Dalam konteks perpajakan, setiap pihak yang memperoleh penghasilan dari kegiatan usaha termasuk peternakan atau perdagangan hewan kurban termasuk sebagai wajib pajak. Hal ini berlaku baik untuk orang pribadi maupun badan. Bagi penjual orang pribadi yang belum berbentuk badan usaha dan memiliki omzet tidak lebih dari Rp4,8 miliar per tahun, penghasilan dikenakan pajak penghasilan final usaha mikro, kecil, dan menengah (PPh final UMKM) sebesar 0,5% dari omzet bruto bulanan, sesuai dengan ketentuan Peraturan Pemerintah Nomor 55 Tahun 2022 tentang Penyesuaian Pengaturan di Bidang Pajak Penghasilan (PP 55/2022).

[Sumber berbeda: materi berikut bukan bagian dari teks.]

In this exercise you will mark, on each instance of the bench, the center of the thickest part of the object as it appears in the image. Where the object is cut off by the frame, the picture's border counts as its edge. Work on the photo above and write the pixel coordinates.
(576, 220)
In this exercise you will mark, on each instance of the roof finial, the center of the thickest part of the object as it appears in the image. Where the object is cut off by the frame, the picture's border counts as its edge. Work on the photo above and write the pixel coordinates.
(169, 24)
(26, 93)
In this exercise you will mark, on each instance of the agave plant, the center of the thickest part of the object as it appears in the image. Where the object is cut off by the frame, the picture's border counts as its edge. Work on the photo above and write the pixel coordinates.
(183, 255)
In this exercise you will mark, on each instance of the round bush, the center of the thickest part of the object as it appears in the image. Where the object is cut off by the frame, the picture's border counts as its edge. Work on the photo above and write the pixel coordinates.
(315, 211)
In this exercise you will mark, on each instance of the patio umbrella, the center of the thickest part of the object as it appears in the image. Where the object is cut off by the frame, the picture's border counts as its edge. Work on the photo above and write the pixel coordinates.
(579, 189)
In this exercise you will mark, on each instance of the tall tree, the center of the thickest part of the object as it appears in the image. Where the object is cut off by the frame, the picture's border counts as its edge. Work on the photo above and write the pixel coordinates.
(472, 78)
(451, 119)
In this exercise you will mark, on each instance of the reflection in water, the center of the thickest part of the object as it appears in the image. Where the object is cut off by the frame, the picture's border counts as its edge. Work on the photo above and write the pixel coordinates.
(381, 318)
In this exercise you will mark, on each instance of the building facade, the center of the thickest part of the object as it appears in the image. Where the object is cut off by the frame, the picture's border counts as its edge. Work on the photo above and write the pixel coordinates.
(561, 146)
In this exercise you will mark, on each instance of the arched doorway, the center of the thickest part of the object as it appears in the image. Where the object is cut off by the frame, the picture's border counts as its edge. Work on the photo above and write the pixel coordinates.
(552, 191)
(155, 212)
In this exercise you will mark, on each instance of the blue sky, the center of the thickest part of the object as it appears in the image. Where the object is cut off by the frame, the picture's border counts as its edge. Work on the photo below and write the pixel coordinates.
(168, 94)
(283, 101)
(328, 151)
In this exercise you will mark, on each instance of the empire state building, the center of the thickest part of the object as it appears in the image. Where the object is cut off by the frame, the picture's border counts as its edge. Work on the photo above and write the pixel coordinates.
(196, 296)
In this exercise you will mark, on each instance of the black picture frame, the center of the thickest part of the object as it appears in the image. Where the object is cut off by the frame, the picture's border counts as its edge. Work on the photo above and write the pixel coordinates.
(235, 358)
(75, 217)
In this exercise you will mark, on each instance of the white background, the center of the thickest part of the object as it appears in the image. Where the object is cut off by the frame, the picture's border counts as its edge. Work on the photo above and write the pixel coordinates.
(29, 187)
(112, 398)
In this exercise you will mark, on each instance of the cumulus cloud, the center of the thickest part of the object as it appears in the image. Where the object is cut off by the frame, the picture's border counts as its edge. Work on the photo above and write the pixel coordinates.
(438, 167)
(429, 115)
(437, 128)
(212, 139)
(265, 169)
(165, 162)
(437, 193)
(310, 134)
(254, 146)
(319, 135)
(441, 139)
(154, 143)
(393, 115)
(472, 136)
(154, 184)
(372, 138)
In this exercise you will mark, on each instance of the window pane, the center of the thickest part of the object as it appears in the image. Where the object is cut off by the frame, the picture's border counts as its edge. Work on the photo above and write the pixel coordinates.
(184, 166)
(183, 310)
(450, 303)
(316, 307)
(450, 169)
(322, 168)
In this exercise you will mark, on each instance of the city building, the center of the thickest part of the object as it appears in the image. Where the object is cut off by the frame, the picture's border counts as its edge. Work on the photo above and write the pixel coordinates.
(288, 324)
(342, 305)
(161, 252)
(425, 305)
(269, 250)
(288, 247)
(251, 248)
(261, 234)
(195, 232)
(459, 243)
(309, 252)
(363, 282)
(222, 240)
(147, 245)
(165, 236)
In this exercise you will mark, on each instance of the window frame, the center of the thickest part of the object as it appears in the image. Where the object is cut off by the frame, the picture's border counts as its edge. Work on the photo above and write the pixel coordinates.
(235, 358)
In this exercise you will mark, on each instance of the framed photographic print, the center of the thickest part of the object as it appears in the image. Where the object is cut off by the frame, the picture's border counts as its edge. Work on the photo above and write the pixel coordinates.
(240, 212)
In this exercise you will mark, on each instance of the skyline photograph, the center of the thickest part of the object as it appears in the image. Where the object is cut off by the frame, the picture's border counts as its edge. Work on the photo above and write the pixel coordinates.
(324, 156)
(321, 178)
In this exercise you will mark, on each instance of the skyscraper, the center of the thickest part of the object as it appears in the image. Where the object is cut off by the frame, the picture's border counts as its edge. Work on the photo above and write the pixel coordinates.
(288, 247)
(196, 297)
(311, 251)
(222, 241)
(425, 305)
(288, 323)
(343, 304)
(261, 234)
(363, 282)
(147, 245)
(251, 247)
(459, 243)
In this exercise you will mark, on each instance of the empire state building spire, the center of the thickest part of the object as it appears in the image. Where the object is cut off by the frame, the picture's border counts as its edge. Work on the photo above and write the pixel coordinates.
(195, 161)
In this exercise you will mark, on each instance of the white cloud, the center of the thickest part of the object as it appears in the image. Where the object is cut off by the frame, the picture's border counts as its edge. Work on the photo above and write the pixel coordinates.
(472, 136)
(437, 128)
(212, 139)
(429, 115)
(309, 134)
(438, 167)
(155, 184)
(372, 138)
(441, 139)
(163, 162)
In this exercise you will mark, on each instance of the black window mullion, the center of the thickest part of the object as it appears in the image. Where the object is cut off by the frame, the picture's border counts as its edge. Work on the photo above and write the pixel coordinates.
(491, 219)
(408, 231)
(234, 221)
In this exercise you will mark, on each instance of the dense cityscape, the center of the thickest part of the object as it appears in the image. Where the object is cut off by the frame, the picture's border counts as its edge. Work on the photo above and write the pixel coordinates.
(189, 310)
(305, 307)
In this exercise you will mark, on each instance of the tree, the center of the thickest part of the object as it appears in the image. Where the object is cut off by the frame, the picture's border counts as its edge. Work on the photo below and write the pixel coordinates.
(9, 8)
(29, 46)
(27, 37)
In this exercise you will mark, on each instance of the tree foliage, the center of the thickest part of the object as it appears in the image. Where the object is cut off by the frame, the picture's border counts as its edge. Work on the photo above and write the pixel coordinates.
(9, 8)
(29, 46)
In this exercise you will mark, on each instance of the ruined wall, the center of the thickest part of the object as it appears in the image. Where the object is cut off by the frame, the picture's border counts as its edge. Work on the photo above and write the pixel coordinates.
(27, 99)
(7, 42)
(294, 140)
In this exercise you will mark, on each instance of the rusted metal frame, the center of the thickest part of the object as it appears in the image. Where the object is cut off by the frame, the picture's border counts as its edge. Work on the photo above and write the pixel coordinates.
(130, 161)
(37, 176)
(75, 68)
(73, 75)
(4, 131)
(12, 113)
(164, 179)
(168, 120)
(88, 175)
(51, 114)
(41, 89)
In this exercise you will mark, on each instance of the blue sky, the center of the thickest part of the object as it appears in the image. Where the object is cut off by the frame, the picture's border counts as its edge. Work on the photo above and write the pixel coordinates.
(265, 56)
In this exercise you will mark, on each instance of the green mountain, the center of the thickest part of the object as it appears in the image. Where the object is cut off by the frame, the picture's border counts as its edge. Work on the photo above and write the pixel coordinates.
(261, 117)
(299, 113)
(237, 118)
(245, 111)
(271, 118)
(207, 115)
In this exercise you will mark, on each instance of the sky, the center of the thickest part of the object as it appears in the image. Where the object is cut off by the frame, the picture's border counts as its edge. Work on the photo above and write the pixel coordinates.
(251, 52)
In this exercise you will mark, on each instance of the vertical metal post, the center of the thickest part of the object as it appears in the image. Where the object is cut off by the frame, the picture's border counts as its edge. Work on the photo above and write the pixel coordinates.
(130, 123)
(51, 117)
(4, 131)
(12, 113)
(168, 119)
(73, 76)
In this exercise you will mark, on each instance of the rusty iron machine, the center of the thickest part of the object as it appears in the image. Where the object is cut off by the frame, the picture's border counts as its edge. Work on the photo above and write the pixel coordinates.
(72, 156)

Sebaliknya, jika usaha dilakukan oleh badan usaha seperti CV atau PT, kewajiban perpajakannya mengacu pada ketentuan umum Pasal 17 Undang-Undang Nomor 7 Tahun 1983 tentang Pajak Penghasilan (UU PPh) sebagaimana telah diubah beberapa kali terakhir dengan Undang-Undang Nomor 6 Tahun 2023 tentang Penetapan Peraturan Pemerintah Pengganti Undang-Undang Nomor 2 Tahun 2022 tentang Cipta Kerja menjadi Undang-Undang (UU Ciptaker), dengan tarif progresif dan disertai kewajiban menyelenggarakan pembukuan serta pelaporan secara berkala.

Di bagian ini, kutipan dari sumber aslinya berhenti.